たからもの for おくりもの2027
風土とともに / Shaped by the Land
<秋田>
BIOMEのwebsiteでご紹介中です。
Presentation
たからもの展のみならず、
「どのように見せるか」ではなく、
「どのように提示されるか」という考え方を共有します。
ご承知の通り、作品は、置かれた条件によって受け取られ方が変わります。
位置、点数、順序、距離、価格、情報の与え方。これらの組み合わせによって、同じ作品でも見え方は異なります。

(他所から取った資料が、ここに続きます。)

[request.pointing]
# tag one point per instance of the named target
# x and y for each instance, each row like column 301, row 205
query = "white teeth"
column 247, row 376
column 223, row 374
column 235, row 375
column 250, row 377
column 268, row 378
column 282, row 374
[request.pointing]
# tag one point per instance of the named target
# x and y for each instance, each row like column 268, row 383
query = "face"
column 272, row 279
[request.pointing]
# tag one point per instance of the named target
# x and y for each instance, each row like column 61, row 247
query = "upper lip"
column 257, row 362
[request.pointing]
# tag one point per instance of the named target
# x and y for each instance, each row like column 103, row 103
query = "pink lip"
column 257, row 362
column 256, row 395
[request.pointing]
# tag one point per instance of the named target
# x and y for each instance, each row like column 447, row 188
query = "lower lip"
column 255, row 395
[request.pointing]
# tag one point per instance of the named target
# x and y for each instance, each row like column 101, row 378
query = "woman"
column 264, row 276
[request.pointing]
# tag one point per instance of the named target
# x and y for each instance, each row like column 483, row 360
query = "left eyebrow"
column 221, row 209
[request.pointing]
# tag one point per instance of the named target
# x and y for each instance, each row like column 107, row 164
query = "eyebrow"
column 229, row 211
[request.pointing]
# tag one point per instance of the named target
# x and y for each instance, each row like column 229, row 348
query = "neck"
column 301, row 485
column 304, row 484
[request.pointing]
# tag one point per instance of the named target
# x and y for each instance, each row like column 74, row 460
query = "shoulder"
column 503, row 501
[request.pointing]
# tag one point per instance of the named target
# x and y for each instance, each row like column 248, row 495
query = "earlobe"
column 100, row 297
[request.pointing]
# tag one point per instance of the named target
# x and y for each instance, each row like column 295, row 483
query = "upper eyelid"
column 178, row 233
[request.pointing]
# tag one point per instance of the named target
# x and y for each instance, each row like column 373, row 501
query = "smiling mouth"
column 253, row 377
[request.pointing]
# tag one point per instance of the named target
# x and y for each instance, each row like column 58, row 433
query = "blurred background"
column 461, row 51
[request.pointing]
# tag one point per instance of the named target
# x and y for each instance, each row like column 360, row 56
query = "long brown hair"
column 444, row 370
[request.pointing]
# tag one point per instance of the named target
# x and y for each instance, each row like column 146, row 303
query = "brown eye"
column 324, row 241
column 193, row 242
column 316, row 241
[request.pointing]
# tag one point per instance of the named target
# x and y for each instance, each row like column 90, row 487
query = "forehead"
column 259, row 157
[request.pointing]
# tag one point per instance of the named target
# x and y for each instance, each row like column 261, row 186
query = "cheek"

本企画の展示構成はBIOME側で行います。そのため、制作にあたっては、こうした条件のもとで提示されることを前提になさってください。
「展示」と「提示」の違い
「展示」は、作品を配置し、見える状態にすることです。
「提示」は、その作品がどのように受け取られるかまでを含めて扱うことです。配置や照明によって展示は成立します。
一方で提示では、どの位置で認識されるか、何と並ぶか、どの距離で見られるか、どの段階で情報や価格が入るかといった条件が関わります。これらが重なったとき、作品の見え方が定まります。
作品単体ではなく、見え方を考える
作品は単体で成立しますが、その届き方は一定ではありません。一点で成立する場合もあれば、複数点によって構造が見える場合もあります。距離や情報量によって、強さが変わることもあります。
何を先に認識させるか、どこまで説明するか、どこを委ねるか。たとえば、器でもストーリーをつけて、家族四人の秋田の夕飯。丼・大・中・小の碗をならべる。誰がどれを使うかはさておき、そのセットを二家族分違う表情で提示する。
こうした整理によって、受け取られ方は変わります。
点数と構成
点数は量ではなく、見え方に関わる要素です。
一点で成立する場合もあれば、複数によって関係が見える場合もあります。
点数が増えれば選択肢は広がりますが、焦点が分散することもあります。
どの単位で提示されるかは、作品ごとに異なります。
価格
価格は、販売条件であると同時に、位置づけを示す要素でもあります。高低の問題ではなく、どのような距離で受け取られるかに関わります。即時に選ばれるものか、時間を伴うものか。その違いも、価格によって変わります。悩んでいただいて「やっぱりほしい」と思ってもらえるのも嬉しいですね。
異なる土地での見え方
作品は、場所によって見え方が変わります。制作地では共有されていた前提が、別の場所では異なるかたちで受け取られることがあります。
気候、生活、空間、受け手の感覚。これらが異なる場所で提示されることを前提に、作品の届き方をご検討ください。